By 4:45pm Pacific, most HAProxy instances were only able to send requests to the set of webapp backends that had been up since the morning, and this set of older webapp backends was now a minority of the fleet. We do regularly provision new HAProxy instances, so there would have been a few fresh HAProxy instances that had correct configuration, but most of them were more than eight hours old and therefore were stuck with full and stale backend state. The outage was eventually triggered at the end of the business day in the US because that’s when we begin to scale down the webapp tier as traffic drops. Autoscaling will preferentially terminate older instances, so this meant that there were no longer enough older webapp instances remaining in the HAProxy server state to serve demand.

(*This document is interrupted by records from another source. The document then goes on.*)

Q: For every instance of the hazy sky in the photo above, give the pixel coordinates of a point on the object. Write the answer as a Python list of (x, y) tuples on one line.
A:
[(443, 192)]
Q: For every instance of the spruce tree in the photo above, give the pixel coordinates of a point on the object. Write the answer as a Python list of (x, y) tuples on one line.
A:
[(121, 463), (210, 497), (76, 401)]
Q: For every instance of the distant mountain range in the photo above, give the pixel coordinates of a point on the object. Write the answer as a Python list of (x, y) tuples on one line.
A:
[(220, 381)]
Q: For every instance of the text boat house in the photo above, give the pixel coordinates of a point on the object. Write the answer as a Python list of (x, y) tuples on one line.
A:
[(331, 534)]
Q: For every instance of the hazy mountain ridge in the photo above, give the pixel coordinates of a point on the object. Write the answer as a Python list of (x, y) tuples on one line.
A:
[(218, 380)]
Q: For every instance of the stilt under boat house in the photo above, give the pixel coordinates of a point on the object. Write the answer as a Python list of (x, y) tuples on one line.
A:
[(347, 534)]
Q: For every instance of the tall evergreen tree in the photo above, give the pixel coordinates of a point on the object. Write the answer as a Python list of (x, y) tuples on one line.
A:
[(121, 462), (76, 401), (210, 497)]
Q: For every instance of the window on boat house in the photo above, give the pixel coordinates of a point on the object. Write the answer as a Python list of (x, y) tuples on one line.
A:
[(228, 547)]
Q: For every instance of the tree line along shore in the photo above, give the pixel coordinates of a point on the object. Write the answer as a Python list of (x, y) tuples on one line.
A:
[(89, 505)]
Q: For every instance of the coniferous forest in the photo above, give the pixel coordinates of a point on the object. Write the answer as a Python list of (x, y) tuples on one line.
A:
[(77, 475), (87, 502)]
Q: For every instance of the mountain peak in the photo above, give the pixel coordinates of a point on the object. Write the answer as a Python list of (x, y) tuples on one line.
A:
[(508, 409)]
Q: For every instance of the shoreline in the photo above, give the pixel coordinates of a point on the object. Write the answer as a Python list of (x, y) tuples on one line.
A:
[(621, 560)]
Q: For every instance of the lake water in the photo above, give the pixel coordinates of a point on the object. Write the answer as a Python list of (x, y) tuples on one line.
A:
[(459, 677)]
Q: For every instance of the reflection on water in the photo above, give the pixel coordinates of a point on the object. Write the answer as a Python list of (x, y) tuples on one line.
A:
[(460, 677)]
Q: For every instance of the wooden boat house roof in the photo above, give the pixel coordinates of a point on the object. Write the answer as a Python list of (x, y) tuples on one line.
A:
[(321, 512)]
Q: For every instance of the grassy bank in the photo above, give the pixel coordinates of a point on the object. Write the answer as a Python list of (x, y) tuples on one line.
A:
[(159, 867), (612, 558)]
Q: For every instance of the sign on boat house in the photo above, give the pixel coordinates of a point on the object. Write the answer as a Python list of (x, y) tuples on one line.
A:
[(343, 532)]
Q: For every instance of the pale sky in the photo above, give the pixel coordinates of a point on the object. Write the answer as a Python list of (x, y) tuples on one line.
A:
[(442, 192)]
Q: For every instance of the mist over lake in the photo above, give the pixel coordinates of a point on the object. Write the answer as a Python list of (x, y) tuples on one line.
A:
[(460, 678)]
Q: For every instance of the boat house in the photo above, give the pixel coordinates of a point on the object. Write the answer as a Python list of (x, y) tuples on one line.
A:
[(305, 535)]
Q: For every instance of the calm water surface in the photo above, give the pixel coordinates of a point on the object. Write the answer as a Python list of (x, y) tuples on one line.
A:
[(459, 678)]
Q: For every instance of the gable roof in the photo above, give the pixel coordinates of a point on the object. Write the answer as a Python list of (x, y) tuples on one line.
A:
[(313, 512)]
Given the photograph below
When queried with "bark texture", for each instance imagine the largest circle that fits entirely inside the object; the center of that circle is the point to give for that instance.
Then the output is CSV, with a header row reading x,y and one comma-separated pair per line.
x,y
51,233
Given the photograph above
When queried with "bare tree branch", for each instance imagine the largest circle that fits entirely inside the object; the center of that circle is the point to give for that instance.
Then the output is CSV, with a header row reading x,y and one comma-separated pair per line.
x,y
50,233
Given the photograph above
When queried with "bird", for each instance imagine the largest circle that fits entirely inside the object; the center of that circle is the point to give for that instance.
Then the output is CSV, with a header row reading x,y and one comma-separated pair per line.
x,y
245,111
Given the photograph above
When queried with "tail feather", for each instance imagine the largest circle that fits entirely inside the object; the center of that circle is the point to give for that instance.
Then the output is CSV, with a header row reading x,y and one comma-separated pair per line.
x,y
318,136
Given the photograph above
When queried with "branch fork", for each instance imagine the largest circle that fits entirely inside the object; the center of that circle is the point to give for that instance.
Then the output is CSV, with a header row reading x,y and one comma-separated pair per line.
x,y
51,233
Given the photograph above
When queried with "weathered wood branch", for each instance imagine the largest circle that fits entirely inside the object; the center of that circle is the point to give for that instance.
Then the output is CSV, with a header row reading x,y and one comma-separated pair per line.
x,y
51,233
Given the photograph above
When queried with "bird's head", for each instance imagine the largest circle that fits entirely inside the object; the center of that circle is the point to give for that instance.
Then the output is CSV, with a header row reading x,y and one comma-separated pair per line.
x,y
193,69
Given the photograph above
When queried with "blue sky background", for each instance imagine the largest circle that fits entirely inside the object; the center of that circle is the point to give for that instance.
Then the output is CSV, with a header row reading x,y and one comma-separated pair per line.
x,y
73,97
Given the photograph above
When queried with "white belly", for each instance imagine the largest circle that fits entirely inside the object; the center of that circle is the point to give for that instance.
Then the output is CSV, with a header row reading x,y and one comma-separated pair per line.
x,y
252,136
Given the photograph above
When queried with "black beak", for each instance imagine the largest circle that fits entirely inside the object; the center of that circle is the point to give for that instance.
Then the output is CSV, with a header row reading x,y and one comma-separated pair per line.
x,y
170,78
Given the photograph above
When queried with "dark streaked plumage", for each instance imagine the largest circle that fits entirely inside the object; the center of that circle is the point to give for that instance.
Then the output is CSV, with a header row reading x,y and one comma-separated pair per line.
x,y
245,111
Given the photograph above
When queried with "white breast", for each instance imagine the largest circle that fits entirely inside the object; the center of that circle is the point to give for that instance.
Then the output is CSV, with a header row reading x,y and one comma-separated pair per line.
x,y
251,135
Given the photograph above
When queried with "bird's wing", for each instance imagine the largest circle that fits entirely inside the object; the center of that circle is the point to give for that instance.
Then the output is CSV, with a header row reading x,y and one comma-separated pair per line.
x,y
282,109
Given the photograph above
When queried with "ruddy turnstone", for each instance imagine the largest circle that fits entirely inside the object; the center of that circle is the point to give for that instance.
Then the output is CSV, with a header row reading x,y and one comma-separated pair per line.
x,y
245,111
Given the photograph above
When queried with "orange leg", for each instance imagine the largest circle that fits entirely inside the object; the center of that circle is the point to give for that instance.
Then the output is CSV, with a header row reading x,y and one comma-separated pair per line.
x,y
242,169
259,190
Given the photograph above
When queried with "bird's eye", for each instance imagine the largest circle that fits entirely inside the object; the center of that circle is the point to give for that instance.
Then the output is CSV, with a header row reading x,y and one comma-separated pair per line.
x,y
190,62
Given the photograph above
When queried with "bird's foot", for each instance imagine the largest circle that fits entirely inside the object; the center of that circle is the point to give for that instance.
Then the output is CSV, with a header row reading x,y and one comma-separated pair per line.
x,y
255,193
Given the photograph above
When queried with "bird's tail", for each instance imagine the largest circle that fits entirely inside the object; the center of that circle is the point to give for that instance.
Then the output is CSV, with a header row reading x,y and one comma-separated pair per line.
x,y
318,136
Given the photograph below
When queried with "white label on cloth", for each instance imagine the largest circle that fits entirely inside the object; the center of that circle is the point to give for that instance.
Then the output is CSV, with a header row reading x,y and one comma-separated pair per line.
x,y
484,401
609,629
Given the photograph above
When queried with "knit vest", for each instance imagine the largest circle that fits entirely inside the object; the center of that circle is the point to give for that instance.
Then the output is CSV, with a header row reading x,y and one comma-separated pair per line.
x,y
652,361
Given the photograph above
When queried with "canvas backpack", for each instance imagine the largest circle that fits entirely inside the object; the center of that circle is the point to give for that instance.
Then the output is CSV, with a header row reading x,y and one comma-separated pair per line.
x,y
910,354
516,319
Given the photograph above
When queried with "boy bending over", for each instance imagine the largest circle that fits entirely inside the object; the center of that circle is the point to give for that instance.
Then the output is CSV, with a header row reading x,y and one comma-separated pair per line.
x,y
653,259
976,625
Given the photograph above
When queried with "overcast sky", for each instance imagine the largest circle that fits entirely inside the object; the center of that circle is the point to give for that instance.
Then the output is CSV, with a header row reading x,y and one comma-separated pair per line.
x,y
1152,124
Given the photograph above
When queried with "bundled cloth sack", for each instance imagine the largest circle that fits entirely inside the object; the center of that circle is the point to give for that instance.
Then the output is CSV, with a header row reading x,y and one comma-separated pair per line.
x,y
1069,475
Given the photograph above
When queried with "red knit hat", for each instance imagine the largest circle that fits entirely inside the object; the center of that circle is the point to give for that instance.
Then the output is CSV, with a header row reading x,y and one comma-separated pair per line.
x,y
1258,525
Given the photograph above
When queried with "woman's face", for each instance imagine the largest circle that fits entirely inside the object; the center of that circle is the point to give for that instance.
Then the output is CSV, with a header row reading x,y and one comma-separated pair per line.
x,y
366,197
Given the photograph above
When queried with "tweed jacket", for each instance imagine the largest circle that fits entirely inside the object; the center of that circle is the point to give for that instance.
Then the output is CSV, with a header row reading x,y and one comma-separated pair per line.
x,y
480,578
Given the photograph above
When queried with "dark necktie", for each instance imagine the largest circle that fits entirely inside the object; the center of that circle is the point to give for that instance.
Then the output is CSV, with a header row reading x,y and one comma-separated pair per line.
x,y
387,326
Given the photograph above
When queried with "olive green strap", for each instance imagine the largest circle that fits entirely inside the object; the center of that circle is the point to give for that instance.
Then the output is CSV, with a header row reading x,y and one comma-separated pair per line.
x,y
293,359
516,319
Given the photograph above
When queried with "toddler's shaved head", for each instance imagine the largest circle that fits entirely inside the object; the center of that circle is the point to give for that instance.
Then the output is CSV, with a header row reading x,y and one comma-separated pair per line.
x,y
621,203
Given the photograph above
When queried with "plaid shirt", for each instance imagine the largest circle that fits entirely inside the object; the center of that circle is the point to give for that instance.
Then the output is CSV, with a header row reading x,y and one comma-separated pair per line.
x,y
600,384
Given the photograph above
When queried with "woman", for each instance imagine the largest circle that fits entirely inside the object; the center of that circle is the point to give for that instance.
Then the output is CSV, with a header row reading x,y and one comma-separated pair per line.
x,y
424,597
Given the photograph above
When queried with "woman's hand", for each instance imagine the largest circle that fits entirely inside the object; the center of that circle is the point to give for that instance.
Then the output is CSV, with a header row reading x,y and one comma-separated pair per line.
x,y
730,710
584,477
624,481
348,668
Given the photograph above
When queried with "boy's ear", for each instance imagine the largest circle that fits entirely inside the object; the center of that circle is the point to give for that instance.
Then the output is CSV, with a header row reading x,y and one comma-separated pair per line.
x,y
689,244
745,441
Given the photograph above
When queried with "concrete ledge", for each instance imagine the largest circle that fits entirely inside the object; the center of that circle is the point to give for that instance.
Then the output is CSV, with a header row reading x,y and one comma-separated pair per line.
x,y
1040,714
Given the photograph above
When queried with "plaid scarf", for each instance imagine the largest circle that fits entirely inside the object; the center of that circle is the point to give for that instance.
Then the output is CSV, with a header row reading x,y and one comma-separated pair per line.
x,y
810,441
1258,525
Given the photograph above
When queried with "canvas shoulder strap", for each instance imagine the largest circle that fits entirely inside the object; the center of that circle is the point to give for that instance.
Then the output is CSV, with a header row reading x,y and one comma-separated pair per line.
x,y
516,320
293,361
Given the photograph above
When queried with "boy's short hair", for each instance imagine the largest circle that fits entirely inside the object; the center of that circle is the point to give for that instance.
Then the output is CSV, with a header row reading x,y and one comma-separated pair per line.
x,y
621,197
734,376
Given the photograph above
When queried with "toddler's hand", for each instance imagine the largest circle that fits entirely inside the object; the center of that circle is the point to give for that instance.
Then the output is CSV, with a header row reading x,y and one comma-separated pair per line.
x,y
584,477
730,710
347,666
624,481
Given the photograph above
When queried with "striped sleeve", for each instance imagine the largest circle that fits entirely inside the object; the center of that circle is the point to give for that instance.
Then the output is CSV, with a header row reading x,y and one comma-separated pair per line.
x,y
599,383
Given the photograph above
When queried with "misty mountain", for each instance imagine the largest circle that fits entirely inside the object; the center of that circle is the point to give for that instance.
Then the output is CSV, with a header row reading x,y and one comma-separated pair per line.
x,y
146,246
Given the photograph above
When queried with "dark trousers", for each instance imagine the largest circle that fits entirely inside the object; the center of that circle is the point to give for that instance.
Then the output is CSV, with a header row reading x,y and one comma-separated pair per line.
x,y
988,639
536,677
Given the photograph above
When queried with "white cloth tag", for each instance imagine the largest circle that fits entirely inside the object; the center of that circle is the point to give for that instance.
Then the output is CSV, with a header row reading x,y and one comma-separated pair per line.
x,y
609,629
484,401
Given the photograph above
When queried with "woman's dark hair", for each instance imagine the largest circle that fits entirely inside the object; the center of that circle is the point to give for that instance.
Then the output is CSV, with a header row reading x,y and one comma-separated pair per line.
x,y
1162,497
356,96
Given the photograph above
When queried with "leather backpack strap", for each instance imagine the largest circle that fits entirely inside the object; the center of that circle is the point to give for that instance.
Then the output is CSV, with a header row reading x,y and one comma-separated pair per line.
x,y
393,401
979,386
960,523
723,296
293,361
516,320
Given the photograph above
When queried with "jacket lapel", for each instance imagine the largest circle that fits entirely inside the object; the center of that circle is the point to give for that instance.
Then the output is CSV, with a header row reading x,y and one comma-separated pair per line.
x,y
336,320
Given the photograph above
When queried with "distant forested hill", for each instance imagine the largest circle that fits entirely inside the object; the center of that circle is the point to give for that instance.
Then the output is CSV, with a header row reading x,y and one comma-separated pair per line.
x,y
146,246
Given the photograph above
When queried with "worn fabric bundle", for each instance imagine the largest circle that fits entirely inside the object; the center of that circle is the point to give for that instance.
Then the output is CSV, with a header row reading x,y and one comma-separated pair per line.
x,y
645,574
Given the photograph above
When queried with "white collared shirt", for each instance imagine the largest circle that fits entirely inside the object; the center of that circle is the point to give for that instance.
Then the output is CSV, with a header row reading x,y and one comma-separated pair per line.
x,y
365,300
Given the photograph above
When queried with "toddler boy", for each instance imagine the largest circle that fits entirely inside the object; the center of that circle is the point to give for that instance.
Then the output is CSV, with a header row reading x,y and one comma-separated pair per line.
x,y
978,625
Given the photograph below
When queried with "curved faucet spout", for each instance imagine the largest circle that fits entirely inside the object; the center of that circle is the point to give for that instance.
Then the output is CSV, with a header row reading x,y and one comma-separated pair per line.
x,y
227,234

Once we knew the cause of the failure, it was resolved quickly with a rolling restart of the HAProxy fleet. After the incident was mitigated, the first question we asked ourselves was why our monitoring didn’t catch this problem. We had alerting in place for this precise situation, but unfortunately, it wasn’t working as intended.The broken monitoring hadn’t been noticed partly because this system ‘just worked’ for a long time, and didn’t require any change. The wider HAProxy deployment that this is part of is also relatively static. With a low rate of change, fewer engineers were interacting with the monitoring and alerting infrastructure.

Slack 503 Vs

The reason that we haven’t been doing any significant work on this HAProxy stack is that we’re moving towards Envoy Proxy for all of our ingress load-balancing (we’ve recently moved our websockets traffic onto Envoy). While HAProxy has served us well and reliably for many years, it also has some operational sharp edges, of exactly the kind highlighted by this incident. The complex pipeline we use to manipulate HAProxy server state will be replaced by Envoy’s native integration with an xDS control plane for endpoint discovery. The most recent versions of HAProxy (since the 2.0 release) also solve many of these operational pain points. However, Envoy has been our proxy of choice for our internal service mesh project for some time, and this makes a move to Envoy for our ingress load-balancing attractive. Our initial testing of Envoy + xDS at scale is very exciting and this migration should improve both performance and availability going forward. Our new load-balancing and service discovery architecture is not susceptible to the problem that caused this outage.

503

Slack 503 Twitter

We strive to keep Slack available and reliable, and in this case, we failed. We know that Slack is a critical tool for our users, and that is why we aim to learn as much as we can from every incident, whether customer visible or not. We apologize for the inconvenience this outage caused and will continue to use the lessons learned to drive improvements in both our systems and our processes.